Il caso monta solo sui giornali. Nella maggioranza contrari al governo. Quindi, per chi legge, sai che novità. E anche lì non può durare in eterno.

Altra possibilità: potrebbe teoricamente accadere che il presidente Lula cambi opinione, contraddicendo il senso esplicito della lettera a Giorgio Napolitano in cui ha appoggiato la scelta del suo ministro.
Lula, improvvisamente preoccupato dei titoli sui giornali, potrebbe lavarsi le mani del caso Battisti facendo ricadere sul tribunale la decisione finale. Ma perché dovrebbe? Non ha alcun interesse né personale né politico a rispedire Battisti in Italia. Potrebbe convincerlo la piega polemica degli editoriali di O globo o de la Folha de Sao Paulo? E perché mai? Gli fanno la guerra da sempre e nonostante ciò conta su un gradimento personale che sondaggi di tutte le tendenze registrano oltre il 70%. Difficile che il fenomeno del lulismo si afflosci sulle personali vicende di un signore della provincia di Latina che preparava la rivoluzione insieme ai proletari armati per il comunismo in Italia negli anni 70 ed è finito arrestato in un chioschetto della spiaggia di Copacabana.

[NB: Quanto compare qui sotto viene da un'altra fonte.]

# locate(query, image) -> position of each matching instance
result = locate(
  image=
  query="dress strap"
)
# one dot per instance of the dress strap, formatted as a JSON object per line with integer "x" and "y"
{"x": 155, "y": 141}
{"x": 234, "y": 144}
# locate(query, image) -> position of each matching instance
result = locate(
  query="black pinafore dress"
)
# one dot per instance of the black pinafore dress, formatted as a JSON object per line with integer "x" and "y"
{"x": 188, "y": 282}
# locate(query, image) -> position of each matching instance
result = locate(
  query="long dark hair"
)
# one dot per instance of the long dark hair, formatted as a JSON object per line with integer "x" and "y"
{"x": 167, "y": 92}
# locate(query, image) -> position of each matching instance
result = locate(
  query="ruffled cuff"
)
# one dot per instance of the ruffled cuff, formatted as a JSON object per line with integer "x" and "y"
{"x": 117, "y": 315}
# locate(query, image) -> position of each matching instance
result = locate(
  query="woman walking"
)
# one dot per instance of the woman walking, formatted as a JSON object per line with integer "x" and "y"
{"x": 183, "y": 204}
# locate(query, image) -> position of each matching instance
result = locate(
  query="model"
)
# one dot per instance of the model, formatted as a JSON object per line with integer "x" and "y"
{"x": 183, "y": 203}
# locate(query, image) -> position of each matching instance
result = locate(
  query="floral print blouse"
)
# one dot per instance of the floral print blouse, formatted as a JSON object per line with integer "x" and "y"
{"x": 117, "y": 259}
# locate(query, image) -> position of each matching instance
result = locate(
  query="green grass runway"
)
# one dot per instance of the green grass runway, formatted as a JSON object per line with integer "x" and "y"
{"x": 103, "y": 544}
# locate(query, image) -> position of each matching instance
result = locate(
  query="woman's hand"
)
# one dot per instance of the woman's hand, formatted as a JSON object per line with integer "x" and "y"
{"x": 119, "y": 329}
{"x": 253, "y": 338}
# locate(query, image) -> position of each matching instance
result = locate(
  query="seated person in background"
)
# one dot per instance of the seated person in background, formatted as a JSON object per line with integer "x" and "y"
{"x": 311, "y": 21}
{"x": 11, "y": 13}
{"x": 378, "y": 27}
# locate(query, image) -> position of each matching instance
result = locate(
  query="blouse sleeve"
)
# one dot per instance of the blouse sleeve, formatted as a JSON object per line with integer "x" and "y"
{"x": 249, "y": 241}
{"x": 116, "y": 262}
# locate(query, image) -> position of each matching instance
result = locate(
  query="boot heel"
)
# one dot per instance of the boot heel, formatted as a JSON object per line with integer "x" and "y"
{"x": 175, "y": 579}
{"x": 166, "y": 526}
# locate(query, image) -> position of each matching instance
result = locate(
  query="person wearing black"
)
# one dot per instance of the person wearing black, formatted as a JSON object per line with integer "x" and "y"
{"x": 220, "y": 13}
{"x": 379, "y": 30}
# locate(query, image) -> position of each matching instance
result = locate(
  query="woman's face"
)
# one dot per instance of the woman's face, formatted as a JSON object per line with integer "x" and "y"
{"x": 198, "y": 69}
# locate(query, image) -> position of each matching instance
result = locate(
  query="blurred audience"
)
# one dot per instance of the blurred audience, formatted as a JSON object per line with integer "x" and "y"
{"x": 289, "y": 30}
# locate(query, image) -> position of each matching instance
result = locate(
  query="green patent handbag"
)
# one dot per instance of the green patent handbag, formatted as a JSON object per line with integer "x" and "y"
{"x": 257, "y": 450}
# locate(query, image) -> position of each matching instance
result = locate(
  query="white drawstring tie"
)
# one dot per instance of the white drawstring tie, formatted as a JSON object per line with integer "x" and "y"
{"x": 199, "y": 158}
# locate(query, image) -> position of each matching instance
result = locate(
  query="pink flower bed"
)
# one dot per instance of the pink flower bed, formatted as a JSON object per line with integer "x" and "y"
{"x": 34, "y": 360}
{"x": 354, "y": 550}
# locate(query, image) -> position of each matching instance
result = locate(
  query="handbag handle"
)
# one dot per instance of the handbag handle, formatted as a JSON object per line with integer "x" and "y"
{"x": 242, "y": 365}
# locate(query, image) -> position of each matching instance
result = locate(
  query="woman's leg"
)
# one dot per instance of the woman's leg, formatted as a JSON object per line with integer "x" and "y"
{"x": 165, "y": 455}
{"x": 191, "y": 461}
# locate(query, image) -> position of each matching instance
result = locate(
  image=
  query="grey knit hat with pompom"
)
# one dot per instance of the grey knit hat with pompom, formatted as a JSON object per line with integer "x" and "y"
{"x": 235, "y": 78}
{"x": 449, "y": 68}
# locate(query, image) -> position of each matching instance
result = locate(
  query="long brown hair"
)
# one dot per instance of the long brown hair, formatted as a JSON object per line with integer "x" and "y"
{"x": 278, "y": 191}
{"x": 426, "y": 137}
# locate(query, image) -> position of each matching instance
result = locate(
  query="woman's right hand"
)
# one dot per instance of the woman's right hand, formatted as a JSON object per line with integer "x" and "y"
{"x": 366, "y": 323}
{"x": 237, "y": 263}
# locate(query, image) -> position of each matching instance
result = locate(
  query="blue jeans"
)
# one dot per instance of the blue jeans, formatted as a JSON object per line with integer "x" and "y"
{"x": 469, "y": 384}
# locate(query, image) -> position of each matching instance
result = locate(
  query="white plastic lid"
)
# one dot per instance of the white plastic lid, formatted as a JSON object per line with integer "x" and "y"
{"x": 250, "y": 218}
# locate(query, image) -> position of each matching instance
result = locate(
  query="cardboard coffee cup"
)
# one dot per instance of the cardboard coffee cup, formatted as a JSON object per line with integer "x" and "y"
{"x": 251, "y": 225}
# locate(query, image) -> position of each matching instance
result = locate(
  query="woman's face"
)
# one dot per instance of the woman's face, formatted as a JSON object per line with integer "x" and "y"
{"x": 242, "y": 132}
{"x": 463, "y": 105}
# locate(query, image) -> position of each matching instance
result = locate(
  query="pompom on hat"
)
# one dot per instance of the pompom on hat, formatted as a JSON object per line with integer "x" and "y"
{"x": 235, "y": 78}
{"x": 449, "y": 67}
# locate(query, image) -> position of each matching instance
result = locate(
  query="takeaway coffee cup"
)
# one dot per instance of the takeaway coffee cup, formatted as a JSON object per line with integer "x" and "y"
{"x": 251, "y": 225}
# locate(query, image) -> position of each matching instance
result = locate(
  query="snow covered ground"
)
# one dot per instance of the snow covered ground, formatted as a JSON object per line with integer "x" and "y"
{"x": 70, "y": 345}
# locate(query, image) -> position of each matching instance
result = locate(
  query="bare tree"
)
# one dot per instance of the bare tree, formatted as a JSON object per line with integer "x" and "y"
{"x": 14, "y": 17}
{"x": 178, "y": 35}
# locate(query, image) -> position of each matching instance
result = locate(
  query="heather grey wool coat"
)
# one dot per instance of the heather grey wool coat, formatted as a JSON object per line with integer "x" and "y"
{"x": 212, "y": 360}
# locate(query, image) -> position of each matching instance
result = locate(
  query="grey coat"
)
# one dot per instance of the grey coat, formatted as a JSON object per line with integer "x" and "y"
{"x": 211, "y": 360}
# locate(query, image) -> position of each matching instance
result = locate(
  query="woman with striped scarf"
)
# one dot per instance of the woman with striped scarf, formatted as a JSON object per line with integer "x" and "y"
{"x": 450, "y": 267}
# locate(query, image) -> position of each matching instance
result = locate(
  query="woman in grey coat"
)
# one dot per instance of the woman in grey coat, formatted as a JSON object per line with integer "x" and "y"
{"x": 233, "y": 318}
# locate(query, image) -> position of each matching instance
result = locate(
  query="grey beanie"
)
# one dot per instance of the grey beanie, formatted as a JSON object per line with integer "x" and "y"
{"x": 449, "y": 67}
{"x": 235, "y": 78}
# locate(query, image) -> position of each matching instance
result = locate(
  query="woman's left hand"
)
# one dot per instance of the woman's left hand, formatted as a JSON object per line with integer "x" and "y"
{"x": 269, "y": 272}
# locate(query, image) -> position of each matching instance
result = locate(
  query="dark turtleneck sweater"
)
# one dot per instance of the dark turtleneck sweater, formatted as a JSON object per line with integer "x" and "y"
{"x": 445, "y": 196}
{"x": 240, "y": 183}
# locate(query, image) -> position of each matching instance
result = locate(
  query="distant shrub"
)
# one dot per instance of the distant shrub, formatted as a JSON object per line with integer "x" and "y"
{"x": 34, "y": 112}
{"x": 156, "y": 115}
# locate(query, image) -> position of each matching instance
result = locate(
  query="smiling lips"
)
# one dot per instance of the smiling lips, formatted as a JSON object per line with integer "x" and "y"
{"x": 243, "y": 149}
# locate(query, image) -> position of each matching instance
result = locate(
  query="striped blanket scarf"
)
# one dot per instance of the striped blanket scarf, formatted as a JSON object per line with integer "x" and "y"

Quindi è probabile che Lula, con tutte le cortesie diplomatiche del caso, si mantenga irremovibile.

Tra l’altro la performance dell’Italia per riavere indietro Battisti peggiore non poteva essere. Perché il governo brasiliano dovrebbe cambiare idea? Perché la Russa dice che si incatena in piazza Navona? Perché dal comune di Milano chiedono di boicottare i tipici prodotti brasiliani? O perché Roma ritira l’ambasciatore nel giorno in cui un procuratore brasiliano dà un parere tecnico giuridico sulla questione? In Brasile esiste la separazione dei poteri.

Il giudiziario non dipende dall’esecutivo. Il Brasile è una democrazia. Oltre ad essere una potenza continentale. Ben più influente, su scala globale, dell’Italia (e non da ieri). Perché il governo Lula, indipendentemente dalle ragioni tecnicamente facilmente contestabili che lo hanno spinto ad accettare la richiesta di asilo di un signore condannato in contumacia a quattro omicidi dei quali si professa innocente, dovrebbe fare marcia indietro?

Molte cose si possono rimproverare a Cesare Battisti, ma non di non sapersi scegliere un avvocato. Se la sua, lacunosa, argomentazione per ottenere la richiesta di asilo è stata accolta, l’ex militante dei Pac lo deve essenzialmente all’abilità relazionalpolitica, oltre che tecnica, del suo legale, Luis Eduardo Greenhalgh. E’ stato lui a salvarlo dalla galera italiana. Greenhalg trent’anni fa difendeva i sindacalisti che militavano contro la dittatura militare. Molti di loro oggi fanno parte dle governo. Conosce bene Lula, ha aiutato, uno per uno, i principali dirigenti del partito dei lavoratori (il pt, il partito del presidente) ed è soprattutto amico di Tarso Genro, il ministro della giustizia che ha firmato la richiesta di asilo.

Da bravo avvocato e buon conoscitore delle pieghe interne del potere nel pt, ha mescolato alla difesa tecnica mosse tattiche tutte politiche. Una regia perfetta in cui vecchi amici hanno parlato con conoscenti influenti, telefonate hanno suggerito lettere, argomenti tecnicamente fragili hanno acquisito robustezza politica. Greenhalg negli ultimi mesi ha ideato la trama della soap opera meglio pensata di tutto il Brasile. Se Battisti esce, la prossima settimana, lo deve solo a lui.